Azure: A Strong Third Place



  • Query Acceleration for Azure Data Lake Storage promises yet another way to increase the efficiency of your spend.

  • Microsoft admitted the ongoing global pandemic led to capacity constraints in some Azure regions. We anticipate a mixed response to Microsoft’s decision making…but we appreciate the transparency.

  • If you didn’t think there were enough cloud service brand names to keep track of, then there’s good news for you: Visual Studio Online has rebranded to Visual Studio Codespaces.
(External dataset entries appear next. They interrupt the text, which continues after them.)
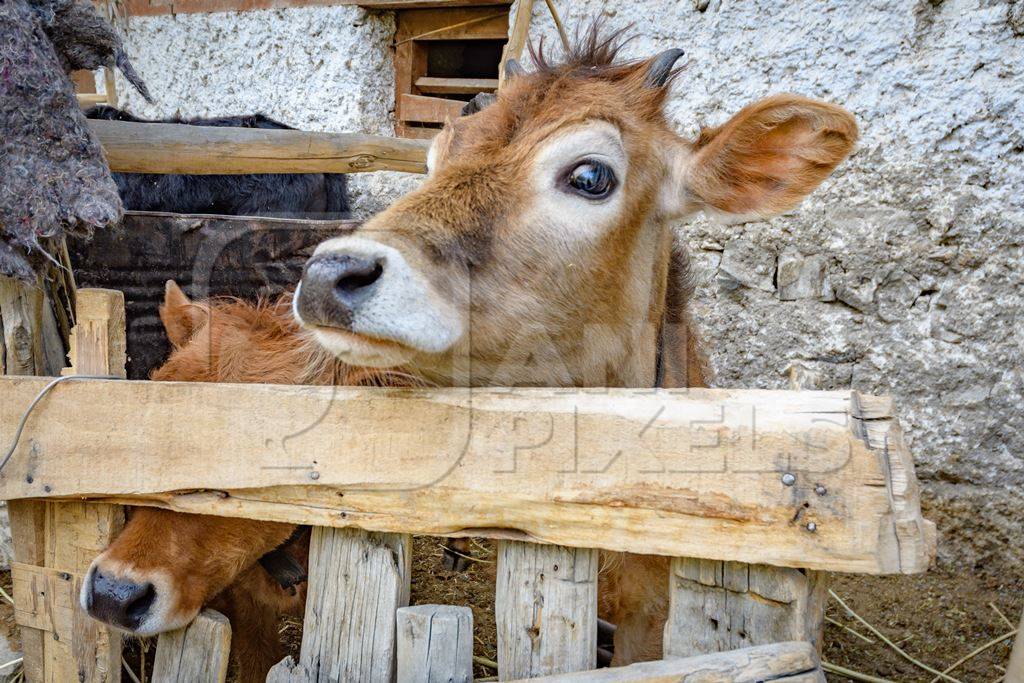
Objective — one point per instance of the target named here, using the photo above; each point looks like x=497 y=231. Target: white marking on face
x=401 y=315
x=163 y=614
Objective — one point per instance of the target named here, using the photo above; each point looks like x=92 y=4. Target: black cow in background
x=282 y=195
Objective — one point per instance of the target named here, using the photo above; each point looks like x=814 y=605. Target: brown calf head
x=538 y=251
x=164 y=566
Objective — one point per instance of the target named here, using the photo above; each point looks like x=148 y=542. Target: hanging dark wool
x=53 y=179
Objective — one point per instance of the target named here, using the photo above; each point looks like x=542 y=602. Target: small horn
x=513 y=70
x=660 y=68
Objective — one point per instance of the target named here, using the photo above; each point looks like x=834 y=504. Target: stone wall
x=901 y=274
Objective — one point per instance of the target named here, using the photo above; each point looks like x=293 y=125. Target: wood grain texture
x=695 y=473
x=163 y=147
x=71 y=534
x=518 y=35
x=208 y=256
x=717 y=606
x=409 y=4
x=435 y=644
x=424 y=25
x=546 y=609
x=357 y=581
x=1015 y=668
x=420 y=109
x=455 y=86
x=790 y=662
x=197 y=653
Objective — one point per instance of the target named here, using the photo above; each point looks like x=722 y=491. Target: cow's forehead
x=537 y=104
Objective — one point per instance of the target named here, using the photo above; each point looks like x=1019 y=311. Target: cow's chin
x=361 y=351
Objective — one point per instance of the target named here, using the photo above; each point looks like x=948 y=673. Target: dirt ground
x=937 y=617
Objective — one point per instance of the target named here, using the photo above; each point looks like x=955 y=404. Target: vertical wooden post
x=54 y=543
x=1015 y=670
x=546 y=609
x=197 y=653
x=357 y=581
x=717 y=606
x=435 y=644
x=518 y=34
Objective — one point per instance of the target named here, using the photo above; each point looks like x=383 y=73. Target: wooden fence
x=757 y=495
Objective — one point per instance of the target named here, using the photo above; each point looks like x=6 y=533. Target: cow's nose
x=334 y=285
x=118 y=601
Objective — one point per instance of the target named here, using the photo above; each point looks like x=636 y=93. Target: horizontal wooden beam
x=419 y=4
x=421 y=109
x=164 y=147
x=806 y=479
x=787 y=663
x=456 y=86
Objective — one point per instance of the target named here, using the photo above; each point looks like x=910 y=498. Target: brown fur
x=600 y=316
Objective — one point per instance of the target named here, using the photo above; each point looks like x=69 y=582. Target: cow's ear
x=764 y=160
x=180 y=316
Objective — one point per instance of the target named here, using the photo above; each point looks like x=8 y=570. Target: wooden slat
x=357 y=581
x=90 y=98
x=546 y=609
x=456 y=86
x=163 y=147
x=413 y=4
x=791 y=663
x=420 y=109
x=717 y=606
x=695 y=473
x=197 y=653
x=517 y=36
x=453 y=24
x=435 y=644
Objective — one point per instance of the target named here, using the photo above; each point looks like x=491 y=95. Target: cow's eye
x=592 y=179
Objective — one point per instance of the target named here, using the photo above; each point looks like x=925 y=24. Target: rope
x=28 y=412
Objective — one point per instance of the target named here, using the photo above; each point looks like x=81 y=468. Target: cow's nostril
x=358 y=274
x=334 y=286
x=120 y=602
x=137 y=608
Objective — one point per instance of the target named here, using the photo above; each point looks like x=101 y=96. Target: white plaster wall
x=921 y=232
x=323 y=69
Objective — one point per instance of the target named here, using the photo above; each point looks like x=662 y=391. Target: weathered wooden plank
x=717 y=606
x=208 y=256
x=455 y=86
x=357 y=581
x=546 y=609
x=28 y=526
x=435 y=644
x=518 y=35
x=410 y=4
x=78 y=531
x=790 y=662
x=1015 y=668
x=698 y=473
x=58 y=540
x=197 y=653
x=163 y=147
x=420 y=109
x=453 y=24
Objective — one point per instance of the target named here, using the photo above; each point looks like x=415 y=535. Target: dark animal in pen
x=281 y=195
x=53 y=180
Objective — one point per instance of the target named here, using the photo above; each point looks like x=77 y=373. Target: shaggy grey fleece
x=52 y=177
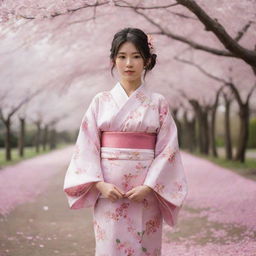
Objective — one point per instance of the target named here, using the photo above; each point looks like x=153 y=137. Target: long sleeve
x=166 y=173
x=85 y=166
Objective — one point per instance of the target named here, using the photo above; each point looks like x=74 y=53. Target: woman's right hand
x=109 y=190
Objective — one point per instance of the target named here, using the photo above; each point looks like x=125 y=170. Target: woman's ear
x=148 y=62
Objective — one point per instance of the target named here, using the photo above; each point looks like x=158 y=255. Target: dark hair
x=139 y=39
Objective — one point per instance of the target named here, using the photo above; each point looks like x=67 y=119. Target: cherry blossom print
x=125 y=247
x=85 y=124
x=76 y=152
x=100 y=233
x=77 y=190
x=140 y=166
x=120 y=212
x=135 y=227
x=169 y=154
x=127 y=180
x=105 y=96
x=152 y=225
x=163 y=112
x=159 y=188
x=141 y=97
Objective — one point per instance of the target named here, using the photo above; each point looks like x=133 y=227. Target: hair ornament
x=151 y=44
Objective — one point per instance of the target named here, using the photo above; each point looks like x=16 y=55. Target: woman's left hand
x=138 y=193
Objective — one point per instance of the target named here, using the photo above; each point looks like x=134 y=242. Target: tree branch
x=214 y=26
x=242 y=32
x=202 y=70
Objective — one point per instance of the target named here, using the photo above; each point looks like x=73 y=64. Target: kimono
x=125 y=227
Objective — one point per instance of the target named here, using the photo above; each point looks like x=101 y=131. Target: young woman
x=127 y=164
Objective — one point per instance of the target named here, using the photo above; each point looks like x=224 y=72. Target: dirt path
x=218 y=217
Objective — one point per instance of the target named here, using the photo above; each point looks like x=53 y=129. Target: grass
x=246 y=169
x=29 y=152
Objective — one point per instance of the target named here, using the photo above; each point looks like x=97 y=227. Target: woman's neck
x=130 y=87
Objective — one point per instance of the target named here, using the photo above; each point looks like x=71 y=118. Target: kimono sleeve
x=166 y=173
x=85 y=165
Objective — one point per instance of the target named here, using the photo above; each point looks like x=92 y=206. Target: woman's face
x=129 y=58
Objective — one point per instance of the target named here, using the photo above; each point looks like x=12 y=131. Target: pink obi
x=142 y=140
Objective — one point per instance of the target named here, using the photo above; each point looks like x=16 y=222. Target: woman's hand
x=138 y=193
x=109 y=190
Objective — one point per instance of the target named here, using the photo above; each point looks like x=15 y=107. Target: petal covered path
x=218 y=217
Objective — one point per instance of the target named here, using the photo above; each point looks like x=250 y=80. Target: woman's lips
x=129 y=72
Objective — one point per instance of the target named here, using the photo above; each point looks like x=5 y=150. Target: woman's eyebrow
x=125 y=52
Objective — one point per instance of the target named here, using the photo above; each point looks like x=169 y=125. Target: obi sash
x=134 y=140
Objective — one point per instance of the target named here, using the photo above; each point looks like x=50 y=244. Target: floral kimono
x=125 y=227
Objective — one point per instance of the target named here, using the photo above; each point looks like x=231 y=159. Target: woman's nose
x=128 y=62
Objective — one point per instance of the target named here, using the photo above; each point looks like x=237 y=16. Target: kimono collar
x=120 y=94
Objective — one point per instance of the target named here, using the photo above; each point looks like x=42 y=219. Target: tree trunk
x=38 y=136
x=21 y=137
x=178 y=124
x=52 y=138
x=228 y=141
x=45 y=137
x=205 y=131
x=244 y=133
x=189 y=133
x=7 y=123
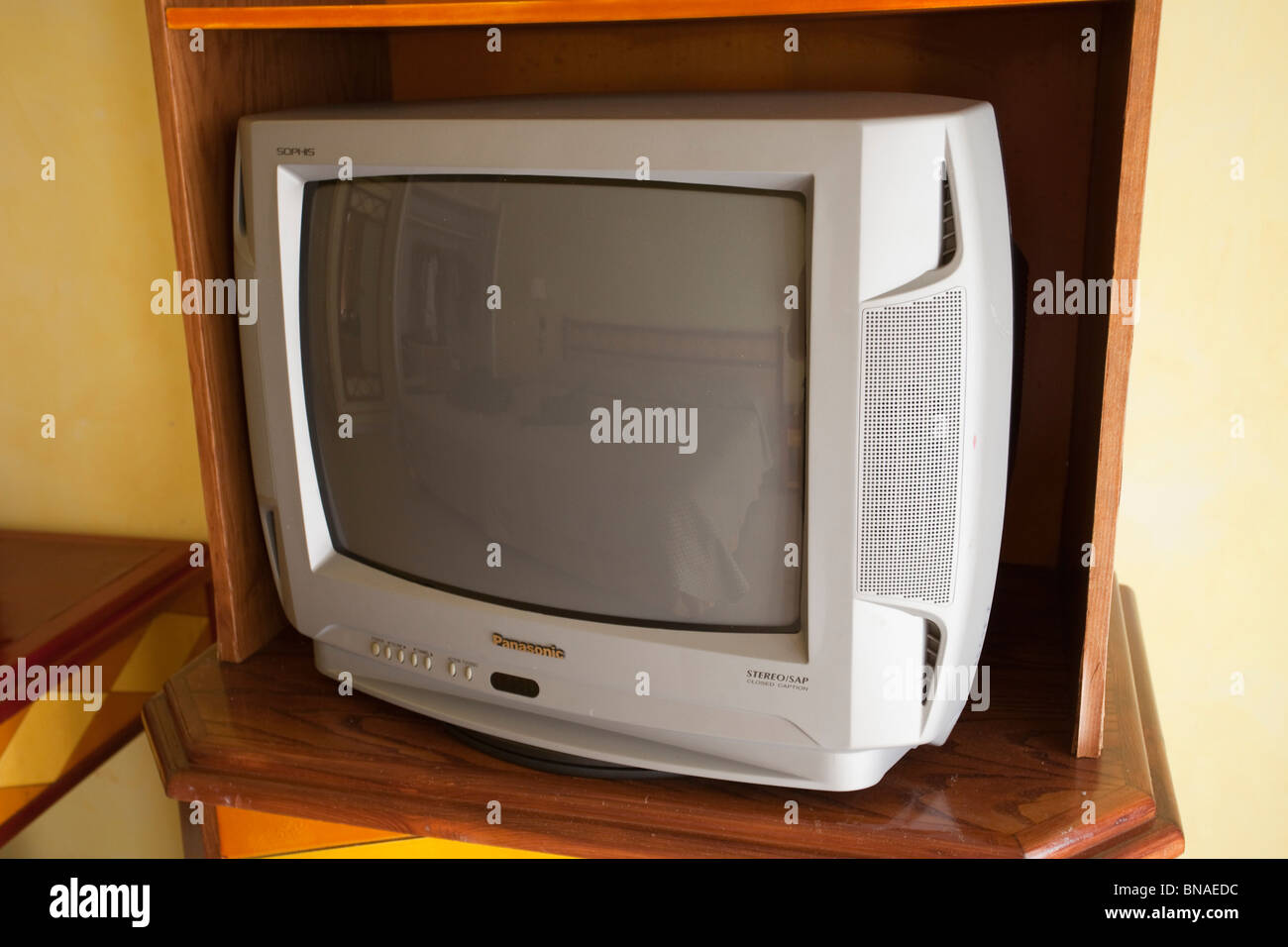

  • Microsoft is now a Kubernetes Certified Service Provider. Not much of a feat for a company of Microsoft’s size.

  • Azure Kubernetes Service support for Windows Containers is now generally available. Somehow Microsoft is the third of the big three to support Windows containers.

  • Strange bedfellows Azure and Red Hat will jointly manage new OpenShift services, and you can thank IBM.


Oracle: Wait, Oracle?!



  • Microsoft hiked up the Windows Server licenses and Oracle is passing those losses on to you.